Hence, the concern here can be applied to both off-line and on-line settings. In the on-line setting, we can directly control the policy and make sure that the policy is stochastic enough. Hence, this requires us to design the updating algorithm in a ways that contains sufficient randomness. In the off-line setting, the behavior policy may not contain enough randomness. This makes our estimation of the optimal policy risky in the sense that we may conclude that a policy has high value, but it is only because there are a few samples that are very high or there is almost no sample, but the functional approximation makes that value very high.
Let’s first look at an example that is more suitable for online setting. We can add a term to the objective function that penalizes the entropy of the policy. This is called the entropy regularized actor-critic method or the soft actor-critic proposed by Haarnoja et al. (2018). The objective function is
\[ J(\theta) = \E_\pi \left[ \sum_{t=0}^T \gamma^t \Big[ R_t + \alpha \cH \big(\pi(\cdot | S_t) \big) \Big] \right] \]
where \(\alpha\) is a entropy regularization parameter, and \(\cH\) is the entropy function. The entropy of a discrete distribution is defined as
\[ \begin{aligned} \cH(\pi) &= - \E_{a_t \sim \pi} \left[ \log \pi(a_t | s_t) \right] \\ &= - \int_a \pi(a | s) \log \pi(a | s) da \end{aligned} \]
Since our goal is to maximize the objective function \(J(\theta)\) by choosing the policy parameter \(\theta\), this will involves both the discounted sum of rewards and also the entropy of the policy. This formula encouraging the policy to be more stochastic hence leads to more exploration. The diffidence between this the standard \(\epsilon\)-greedy method is that the \(\epsilon\)-greedy method still learns a deterministic policy but only utilize the stochastic policy for exploration. In contrast, the entropy regularized actor-critic method learns a stochastic policy.

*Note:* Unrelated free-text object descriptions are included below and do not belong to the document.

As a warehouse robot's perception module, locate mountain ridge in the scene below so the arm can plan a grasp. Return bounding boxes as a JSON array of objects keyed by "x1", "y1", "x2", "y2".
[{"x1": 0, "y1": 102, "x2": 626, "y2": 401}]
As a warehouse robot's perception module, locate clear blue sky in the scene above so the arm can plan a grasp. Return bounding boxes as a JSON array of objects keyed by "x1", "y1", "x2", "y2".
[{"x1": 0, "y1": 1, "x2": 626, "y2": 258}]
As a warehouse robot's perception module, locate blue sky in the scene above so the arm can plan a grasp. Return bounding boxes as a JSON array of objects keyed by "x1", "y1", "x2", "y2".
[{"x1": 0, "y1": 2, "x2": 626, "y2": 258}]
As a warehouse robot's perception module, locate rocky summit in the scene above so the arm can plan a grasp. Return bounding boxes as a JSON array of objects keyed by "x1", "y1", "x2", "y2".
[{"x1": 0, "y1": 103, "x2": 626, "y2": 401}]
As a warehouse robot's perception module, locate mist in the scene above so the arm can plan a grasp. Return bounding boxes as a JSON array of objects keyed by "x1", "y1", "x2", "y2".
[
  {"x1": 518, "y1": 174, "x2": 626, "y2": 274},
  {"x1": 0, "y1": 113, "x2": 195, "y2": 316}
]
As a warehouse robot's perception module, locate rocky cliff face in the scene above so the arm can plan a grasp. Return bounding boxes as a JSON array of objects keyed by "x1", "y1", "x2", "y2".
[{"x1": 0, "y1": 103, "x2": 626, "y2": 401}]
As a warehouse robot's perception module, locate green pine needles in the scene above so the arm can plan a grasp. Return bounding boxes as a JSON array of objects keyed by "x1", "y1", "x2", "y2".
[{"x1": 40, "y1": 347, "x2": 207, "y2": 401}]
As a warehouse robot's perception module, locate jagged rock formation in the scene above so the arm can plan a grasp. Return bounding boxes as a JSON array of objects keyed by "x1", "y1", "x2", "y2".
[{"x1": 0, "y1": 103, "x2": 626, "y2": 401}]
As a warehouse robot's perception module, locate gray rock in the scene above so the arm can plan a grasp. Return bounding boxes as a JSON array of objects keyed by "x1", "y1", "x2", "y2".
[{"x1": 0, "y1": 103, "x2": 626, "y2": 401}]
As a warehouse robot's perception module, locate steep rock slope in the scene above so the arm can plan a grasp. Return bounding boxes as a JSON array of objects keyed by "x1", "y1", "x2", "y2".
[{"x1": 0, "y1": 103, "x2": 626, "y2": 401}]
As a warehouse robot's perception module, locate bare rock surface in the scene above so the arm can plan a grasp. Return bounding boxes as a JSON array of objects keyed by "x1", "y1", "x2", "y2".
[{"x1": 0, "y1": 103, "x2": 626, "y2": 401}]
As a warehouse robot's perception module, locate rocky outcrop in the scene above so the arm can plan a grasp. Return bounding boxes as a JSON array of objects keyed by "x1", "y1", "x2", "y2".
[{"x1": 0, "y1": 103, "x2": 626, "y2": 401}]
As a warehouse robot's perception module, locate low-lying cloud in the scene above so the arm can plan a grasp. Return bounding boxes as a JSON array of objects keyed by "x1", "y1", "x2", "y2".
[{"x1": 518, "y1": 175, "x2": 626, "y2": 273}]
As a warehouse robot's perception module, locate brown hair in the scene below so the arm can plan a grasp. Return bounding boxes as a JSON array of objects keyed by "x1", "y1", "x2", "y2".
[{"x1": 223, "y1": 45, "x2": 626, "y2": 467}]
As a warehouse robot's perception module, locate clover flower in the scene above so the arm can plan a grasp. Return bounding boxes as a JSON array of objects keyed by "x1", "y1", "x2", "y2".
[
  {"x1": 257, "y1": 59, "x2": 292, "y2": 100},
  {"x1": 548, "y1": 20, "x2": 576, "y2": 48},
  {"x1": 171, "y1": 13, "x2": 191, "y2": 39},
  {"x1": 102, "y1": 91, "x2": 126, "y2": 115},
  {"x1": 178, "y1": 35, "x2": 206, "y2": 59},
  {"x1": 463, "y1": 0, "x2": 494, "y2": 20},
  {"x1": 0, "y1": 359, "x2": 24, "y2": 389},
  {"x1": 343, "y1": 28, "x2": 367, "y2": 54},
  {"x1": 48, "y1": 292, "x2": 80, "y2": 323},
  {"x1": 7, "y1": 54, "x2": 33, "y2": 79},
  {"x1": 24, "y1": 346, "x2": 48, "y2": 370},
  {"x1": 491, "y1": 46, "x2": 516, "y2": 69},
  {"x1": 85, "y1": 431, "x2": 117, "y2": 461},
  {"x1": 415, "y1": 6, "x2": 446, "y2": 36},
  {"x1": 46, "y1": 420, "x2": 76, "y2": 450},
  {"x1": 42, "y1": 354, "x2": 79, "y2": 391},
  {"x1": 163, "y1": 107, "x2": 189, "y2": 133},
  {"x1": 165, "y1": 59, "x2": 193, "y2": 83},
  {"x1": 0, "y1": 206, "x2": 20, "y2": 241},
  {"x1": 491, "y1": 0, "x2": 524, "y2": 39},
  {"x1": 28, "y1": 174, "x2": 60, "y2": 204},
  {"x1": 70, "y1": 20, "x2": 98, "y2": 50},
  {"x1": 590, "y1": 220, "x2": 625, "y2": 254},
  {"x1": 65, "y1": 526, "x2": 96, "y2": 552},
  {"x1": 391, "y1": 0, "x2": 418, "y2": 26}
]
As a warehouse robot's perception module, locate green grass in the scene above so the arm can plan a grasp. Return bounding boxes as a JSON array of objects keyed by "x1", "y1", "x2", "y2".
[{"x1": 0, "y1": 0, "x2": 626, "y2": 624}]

As a consequence, the entropy regularized actor-critic method changes the traditional objective function of MDP. We can see that
\[ V(s_t) = \E_{a_t \sim \pi} \big[ Q_\theta(s_t, a_t) - \alpha \log (\pi(\cdot | s_t)) \big] \]
Hence, we can define a new Bellman operator, which essentially extends the traditional Bellman operator.
\[ \begin{aligned} \cT Q(s_t, a_t) &= R_t + \gamma \E_{s_{t+1}} \big[ V(s_{t+1}) \big] \\ &= R_t + \gamma \E_{s_{t+1}} \big[ \E_{a} \big[ Q(s_{t+1}, a) - \alpha \log (\pi( a | s_{t+1})) \big] \big] \\ \end{aligned} \]
The interesting thing about is this is that we may not always binds to the traditional Bellman equation and solve for the optimal policy. As long as we define our objective function or the new Bellman operator, we can manipulate the reinforcement learning problem in various ways. An interesting problem of this is the concept of pessimism (Buckman, Gelada, and Bellemare 2020), which is to design a safer policy. This can be done by controlling the worst case scenario of the reward function, or maybe regularizing the policy to be more conservative. For example, we can penalize the estimated policy towards the behavior policy (Xu et al. 2021), or towards a more sparse policy (Zhou, Zhu, and Qu 2024).